I don’t know exactly when you stopped being a place and became something closer to a presence in my life. Maybe it was the first time I noticed how your light doesn’t just fall. It lingers. Or the way your sky stretches so wide it makes everything else feel smaller, quieter, more honest.

In Albuquerque, you make yourself known in details.

In the South Valley, where cottonwoods lean over narrow roads and the air smells faintly of earth and water, even in the dry. In the early mornings along the bosque, when the river moves slow and steady and the world hasn’t quite decided what it’s going to be yet. In the fall, when the smell of roasting green chile drifts through neighborhoods and parking lots, sharp and warm and unmistakable, like a signal that something familiar is returning. In the sudden rush of wings overhead, geese cutting across the sky in long, uneven lines, their calls echoing in a way that feels both distant and close at the same time.

You are beautiful. There’s no denying that.

But that isn’t the whole truth of you.

You are Central Avenue after dark. Neon flickering over old motels that have seen better decades. You are tents tucked along the edges of the city, people carrying everything they own in a cart or a backpack, carving out space where there isn’t enough to give. You are the quiet, complicated reality of homelessness, visible, persistent, impossible to ignore if you’re willing to really look.

You are chain-link fences and yards worn down to dirt. You are heat that presses down in July and doesn’t apologize. You are the version of yourself people think they know from a distance, the one they saw on television, where everything feels like it’s one decision away from collapse.

They’re not entirely wrong.

There is struggle here. Addiction that cuts through families like weather. Poverty that outlasts good intentions. There are nights that stretch thin, where sirens carry farther than they ought to, where the line between getting by and falling apart feels too narrow to trust.

But that isn’t the whole truth either.

Because there’s the Frontier at midnight, full of students, families, night-shift workers, people who know each other without needing introductions. There are front yards where neighbors still talk across fences, where someone is always watching out, even if they don’t say it out loud. There are people who stay, not because it’s easy, but because it’s theirs.

You don’t offer ease.

You offer space. You offer honesty. You offer a kind of belonging that has to be earned.

There are ruins here that remind us how long people have been trying to make a life in this place, walls built by hands we’ll never name, standing in cottonwood groves at the foot of mountains that were old before any of us arrived. There are stories in the ground, of loss and resilience, of things taken and things held onto anyway.
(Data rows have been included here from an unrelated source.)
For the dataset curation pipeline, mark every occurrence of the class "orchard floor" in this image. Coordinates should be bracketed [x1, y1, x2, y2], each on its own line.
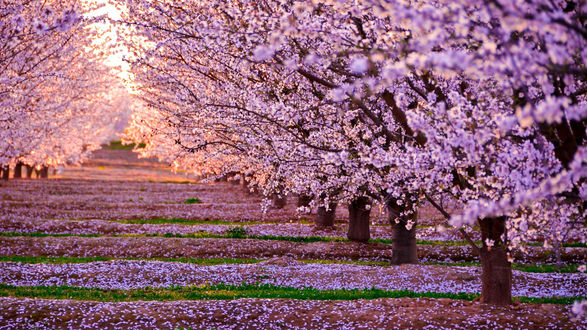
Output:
[0, 148, 585, 329]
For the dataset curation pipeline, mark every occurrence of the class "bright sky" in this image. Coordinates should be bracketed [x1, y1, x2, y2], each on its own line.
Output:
[87, 1, 132, 83]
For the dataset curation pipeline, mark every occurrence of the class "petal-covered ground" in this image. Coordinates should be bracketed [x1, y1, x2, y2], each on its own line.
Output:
[0, 260, 585, 298]
[0, 148, 585, 328]
[0, 217, 475, 241]
[2, 235, 584, 263]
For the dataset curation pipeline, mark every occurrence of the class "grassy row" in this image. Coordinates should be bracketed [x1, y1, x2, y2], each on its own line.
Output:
[105, 141, 146, 150]
[0, 231, 437, 245]
[148, 180, 194, 184]
[423, 261, 583, 273]
[103, 217, 315, 226]
[113, 218, 271, 226]
[1, 231, 585, 248]
[116, 218, 427, 228]
[0, 283, 581, 304]
[52, 217, 587, 249]
[0, 256, 583, 273]
[309, 259, 585, 273]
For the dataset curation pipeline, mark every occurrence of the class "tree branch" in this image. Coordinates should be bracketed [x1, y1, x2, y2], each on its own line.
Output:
[423, 190, 481, 254]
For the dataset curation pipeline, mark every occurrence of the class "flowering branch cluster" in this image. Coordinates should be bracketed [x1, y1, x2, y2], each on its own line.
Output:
[118, 0, 585, 251]
[1, 0, 128, 169]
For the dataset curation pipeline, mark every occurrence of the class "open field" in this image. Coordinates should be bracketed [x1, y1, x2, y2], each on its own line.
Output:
[0, 149, 585, 328]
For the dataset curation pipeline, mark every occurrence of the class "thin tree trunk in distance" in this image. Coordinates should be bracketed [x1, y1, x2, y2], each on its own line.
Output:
[14, 162, 23, 179]
[1, 165, 9, 180]
[39, 166, 49, 179]
[25, 165, 34, 179]
[347, 197, 371, 242]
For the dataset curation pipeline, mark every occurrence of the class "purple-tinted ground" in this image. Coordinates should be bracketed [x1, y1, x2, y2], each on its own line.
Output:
[0, 148, 585, 329]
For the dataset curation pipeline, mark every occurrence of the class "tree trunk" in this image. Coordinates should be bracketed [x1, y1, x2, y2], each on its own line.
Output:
[387, 198, 418, 264]
[1, 165, 9, 180]
[479, 216, 511, 305]
[226, 172, 240, 185]
[243, 179, 254, 193]
[316, 202, 337, 227]
[347, 197, 371, 242]
[25, 165, 34, 179]
[297, 195, 312, 208]
[14, 162, 23, 179]
[272, 194, 287, 209]
[39, 166, 49, 179]
[553, 240, 564, 269]
[215, 174, 228, 182]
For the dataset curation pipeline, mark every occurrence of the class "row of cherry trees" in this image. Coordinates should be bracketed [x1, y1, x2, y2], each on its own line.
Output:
[118, 0, 585, 305]
[0, 0, 127, 179]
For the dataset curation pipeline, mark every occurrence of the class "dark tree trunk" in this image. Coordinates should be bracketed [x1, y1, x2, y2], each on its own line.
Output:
[25, 165, 34, 179]
[243, 179, 254, 193]
[272, 194, 287, 209]
[215, 173, 228, 182]
[14, 162, 23, 179]
[1, 165, 9, 180]
[387, 198, 418, 264]
[39, 166, 49, 179]
[316, 202, 337, 227]
[479, 216, 511, 306]
[297, 195, 312, 208]
[347, 197, 371, 242]
[225, 172, 239, 185]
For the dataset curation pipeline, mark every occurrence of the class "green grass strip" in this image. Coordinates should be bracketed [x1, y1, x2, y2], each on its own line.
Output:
[105, 140, 145, 150]
[0, 283, 581, 304]
[159, 180, 193, 184]
[1, 231, 584, 248]
[110, 217, 314, 226]
[145, 179, 195, 184]
[0, 231, 344, 242]
[511, 263, 582, 273]
[114, 218, 269, 226]
[423, 261, 584, 273]
[301, 260, 585, 273]
[52, 219, 587, 248]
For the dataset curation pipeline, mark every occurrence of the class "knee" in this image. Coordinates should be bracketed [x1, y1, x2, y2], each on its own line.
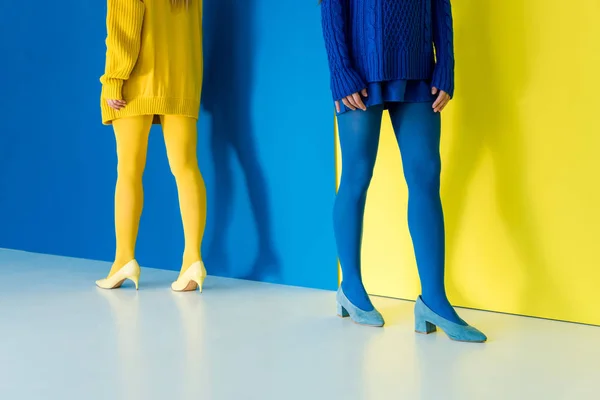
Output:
[117, 158, 145, 181]
[169, 155, 199, 180]
[340, 161, 374, 198]
[404, 157, 441, 192]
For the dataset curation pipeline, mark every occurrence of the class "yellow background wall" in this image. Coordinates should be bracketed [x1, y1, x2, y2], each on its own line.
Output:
[336, 1, 600, 325]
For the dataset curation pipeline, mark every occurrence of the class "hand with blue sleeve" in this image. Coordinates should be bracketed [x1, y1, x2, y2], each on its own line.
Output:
[321, 0, 368, 112]
[431, 0, 455, 112]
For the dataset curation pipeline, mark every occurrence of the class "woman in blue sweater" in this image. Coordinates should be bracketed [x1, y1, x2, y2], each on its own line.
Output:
[321, 0, 486, 342]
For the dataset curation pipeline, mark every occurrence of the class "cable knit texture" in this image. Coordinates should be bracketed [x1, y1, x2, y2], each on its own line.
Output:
[100, 0, 203, 125]
[321, 0, 455, 101]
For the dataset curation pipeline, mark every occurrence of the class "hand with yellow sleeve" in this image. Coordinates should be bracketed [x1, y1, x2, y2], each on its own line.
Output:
[100, 0, 145, 110]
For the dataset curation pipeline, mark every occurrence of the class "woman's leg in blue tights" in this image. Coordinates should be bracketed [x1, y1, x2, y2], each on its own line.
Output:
[334, 105, 385, 311]
[389, 102, 465, 325]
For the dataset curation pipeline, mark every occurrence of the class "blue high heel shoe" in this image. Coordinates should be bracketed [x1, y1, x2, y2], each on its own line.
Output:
[414, 296, 487, 342]
[336, 286, 385, 327]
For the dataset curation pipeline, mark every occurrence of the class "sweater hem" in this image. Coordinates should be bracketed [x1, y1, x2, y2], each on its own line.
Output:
[359, 51, 436, 84]
[101, 97, 200, 125]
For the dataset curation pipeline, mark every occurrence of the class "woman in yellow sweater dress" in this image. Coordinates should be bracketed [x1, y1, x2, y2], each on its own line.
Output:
[95, 0, 207, 292]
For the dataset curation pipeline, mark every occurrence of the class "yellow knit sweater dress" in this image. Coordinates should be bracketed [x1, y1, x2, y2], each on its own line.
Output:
[100, 0, 203, 125]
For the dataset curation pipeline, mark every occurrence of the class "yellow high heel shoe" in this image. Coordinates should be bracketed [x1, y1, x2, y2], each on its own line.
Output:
[171, 261, 207, 292]
[95, 260, 141, 290]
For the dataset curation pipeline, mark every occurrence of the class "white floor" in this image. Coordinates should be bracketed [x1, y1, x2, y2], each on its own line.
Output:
[0, 249, 597, 400]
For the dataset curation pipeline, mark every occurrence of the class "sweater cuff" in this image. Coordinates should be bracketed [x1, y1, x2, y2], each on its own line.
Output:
[101, 79, 124, 100]
[330, 68, 367, 101]
[431, 65, 455, 98]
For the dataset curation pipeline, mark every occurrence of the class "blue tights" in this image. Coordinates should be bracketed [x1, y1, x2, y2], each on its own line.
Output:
[335, 102, 464, 325]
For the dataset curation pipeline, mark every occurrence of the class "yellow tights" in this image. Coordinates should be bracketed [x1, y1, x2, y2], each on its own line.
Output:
[109, 115, 206, 278]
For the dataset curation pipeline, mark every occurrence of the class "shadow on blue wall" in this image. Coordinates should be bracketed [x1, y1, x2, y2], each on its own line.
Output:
[202, 0, 280, 282]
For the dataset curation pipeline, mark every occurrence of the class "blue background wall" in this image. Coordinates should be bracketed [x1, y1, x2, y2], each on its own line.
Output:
[0, 0, 337, 290]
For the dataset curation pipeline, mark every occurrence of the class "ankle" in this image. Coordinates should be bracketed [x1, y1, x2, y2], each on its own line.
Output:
[421, 294, 450, 312]
[420, 295, 465, 325]
[341, 281, 374, 311]
[112, 257, 135, 267]
[109, 257, 135, 277]
[342, 279, 366, 292]
[181, 254, 202, 273]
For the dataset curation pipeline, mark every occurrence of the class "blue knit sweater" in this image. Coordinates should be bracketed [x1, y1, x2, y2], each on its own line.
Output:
[321, 0, 455, 101]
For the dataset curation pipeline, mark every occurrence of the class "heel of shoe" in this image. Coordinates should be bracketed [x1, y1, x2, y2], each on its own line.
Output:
[129, 274, 140, 290]
[415, 319, 437, 334]
[195, 276, 206, 293]
[337, 303, 349, 318]
[96, 260, 140, 290]
[172, 261, 206, 293]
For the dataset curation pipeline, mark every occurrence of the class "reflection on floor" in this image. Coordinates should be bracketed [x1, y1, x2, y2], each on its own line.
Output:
[0, 249, 597, 400]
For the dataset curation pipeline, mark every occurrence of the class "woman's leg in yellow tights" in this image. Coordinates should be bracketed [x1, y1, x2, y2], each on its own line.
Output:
[109, 115, 153, 277]
[160, 115, 207, 275]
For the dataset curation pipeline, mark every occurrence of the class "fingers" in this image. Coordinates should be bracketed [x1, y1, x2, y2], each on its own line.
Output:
[338, 89, 369, 112]
[107, 99, 127, 111]
[431, 86, 438, 95]
[352, 93, 367, 111]
[432, 93, 443, 111]
[438, 95, 450, 112]
[346, 95, 359, 110]
[342, 97, 356, 111]
[107, 100, 118, 111]
[432, 91, 450, 113]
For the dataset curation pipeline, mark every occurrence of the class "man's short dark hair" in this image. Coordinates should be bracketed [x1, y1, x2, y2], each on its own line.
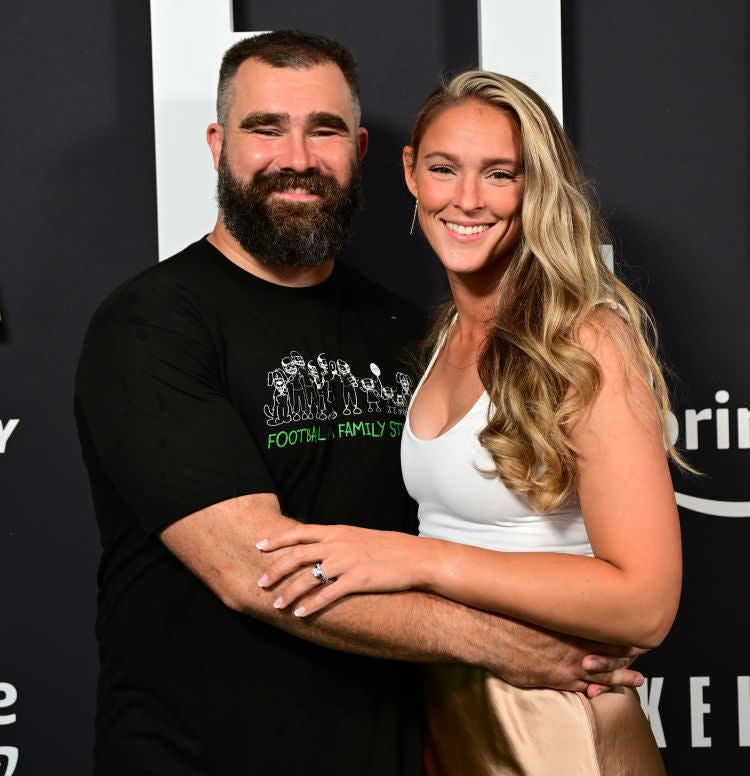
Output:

You carry all of it without trying to soften it.

And somehow, that’s what makes you feel real.

Because loving you isn’t about pretending you’re perfect. It’s about seeing all of it, the light and what it reveals, the grit and what it demands, and choosing you anyway.

Choosing the smell of chile in the fall.

Choosing the sound of geese overhead, reminding us that movement and return are part of the same story.

Choosing the quiet mornings in the bosque, when the cottonwoods hold the mist and the herons stand perfectly still in the shallows.

Choosing the long drives where the land looks empty until Shiprock rises from the flatlands and the desert reminds you what it’s been holding all along.

Choosing the way the Sandias catch the last light of the day and go pink, then amber, then a color that doesn’t have a name in English, even after everything else has gone dark.

You do not try to be anything other than what you are.

And because of that, you ask the same of me.